In a 2007 paper Kerstin Dautenhahn, head of the ASRG, describes "robotiquette" as social rules for robot behavior. These social norms are as straightforward as walking on the right in a hallway, or saying "excuse me" if you bump into someone. Like emotional intelligence, social mores such as these are programmed into the robot using algorithmic code, making the machines human incarnate. But just how humanlike do we want our robots to be?
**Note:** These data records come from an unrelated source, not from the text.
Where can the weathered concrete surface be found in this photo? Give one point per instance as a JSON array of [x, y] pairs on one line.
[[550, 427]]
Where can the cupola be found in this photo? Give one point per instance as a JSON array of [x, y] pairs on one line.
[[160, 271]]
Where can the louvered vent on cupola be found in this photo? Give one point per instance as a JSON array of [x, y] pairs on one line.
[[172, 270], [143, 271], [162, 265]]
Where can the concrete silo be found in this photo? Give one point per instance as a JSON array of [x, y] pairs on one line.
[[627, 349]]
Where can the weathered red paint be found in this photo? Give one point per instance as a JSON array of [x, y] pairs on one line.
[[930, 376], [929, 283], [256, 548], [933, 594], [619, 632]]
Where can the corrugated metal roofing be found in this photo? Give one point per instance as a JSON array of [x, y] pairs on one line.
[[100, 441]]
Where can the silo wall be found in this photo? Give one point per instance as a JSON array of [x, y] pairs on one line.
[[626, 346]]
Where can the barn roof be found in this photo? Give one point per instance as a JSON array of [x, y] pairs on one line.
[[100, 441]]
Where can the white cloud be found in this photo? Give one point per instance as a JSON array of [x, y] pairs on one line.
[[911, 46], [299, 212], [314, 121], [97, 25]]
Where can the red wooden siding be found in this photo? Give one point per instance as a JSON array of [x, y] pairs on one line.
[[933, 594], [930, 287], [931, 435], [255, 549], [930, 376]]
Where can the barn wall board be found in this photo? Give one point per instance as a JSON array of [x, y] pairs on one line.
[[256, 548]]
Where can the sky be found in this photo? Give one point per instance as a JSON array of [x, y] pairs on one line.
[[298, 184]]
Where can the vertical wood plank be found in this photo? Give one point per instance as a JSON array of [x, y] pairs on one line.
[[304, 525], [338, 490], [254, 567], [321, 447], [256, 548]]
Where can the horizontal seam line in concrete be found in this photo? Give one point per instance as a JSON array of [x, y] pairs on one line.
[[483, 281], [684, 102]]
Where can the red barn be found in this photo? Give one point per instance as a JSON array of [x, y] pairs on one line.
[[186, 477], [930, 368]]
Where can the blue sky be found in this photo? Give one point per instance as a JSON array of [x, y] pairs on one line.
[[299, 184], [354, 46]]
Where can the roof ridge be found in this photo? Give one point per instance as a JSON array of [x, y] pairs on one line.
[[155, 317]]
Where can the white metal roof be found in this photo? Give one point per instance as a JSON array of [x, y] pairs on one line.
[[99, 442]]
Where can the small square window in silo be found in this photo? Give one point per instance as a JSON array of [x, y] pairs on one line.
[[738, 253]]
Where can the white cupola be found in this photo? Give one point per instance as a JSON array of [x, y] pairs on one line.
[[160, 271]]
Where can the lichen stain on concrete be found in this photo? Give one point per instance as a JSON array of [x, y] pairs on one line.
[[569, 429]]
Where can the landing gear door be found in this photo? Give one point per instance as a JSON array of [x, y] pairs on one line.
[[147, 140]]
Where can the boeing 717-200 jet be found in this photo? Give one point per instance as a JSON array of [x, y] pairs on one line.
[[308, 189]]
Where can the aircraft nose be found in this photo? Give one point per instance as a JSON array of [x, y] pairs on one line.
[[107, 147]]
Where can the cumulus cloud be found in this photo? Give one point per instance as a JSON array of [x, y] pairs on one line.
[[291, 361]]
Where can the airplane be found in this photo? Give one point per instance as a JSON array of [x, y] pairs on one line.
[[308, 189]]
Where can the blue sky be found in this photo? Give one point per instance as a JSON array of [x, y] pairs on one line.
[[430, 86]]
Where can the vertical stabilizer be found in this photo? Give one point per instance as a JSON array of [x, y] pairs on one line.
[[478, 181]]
In 1970 Japanese researcher Masahiro Mori proposed a hypothesis called "the uncanny valley." It states that if someone were to graph the relationship between robots' resemblance to humans versus robot likeability, the slope of the graph would steadily increase until a point when robots became much too humanlike. At this undefined precipice, the slope of the graph would abruptly turn negative, plummeting below zero. "There's a constant tension of making robots that appear intelligent, but aren't too intelligent," says Reid Simmons, a research professor at Carnegie Mellon's Robotics Institute.
To avoid this valley, LIREC plans to devote a significant amount of time to studying human–robot interactions to find out what situations make people uncomfortable. They will analyze human relations with robots such as Pleo, an interactive toy dinosaur, and KASPAR, a childlike machine conceptualized by ASRG's Dautenhahn. A group in Hungary also plans to study human relations with pet dogs and apply their findings to robots.
One of the biggest challenges, Queen Mary's McOwan says, will be studying a principle known as migration—the movement of a robot between platforms: for instance, from a robotic body in your living room to a graphical face on your computer screen. LIREC is the first group ever to probe how humans react as a "familiar" robot changes from a physical into a virtual being. But to get there, science will first have to make robots with familiar personalities.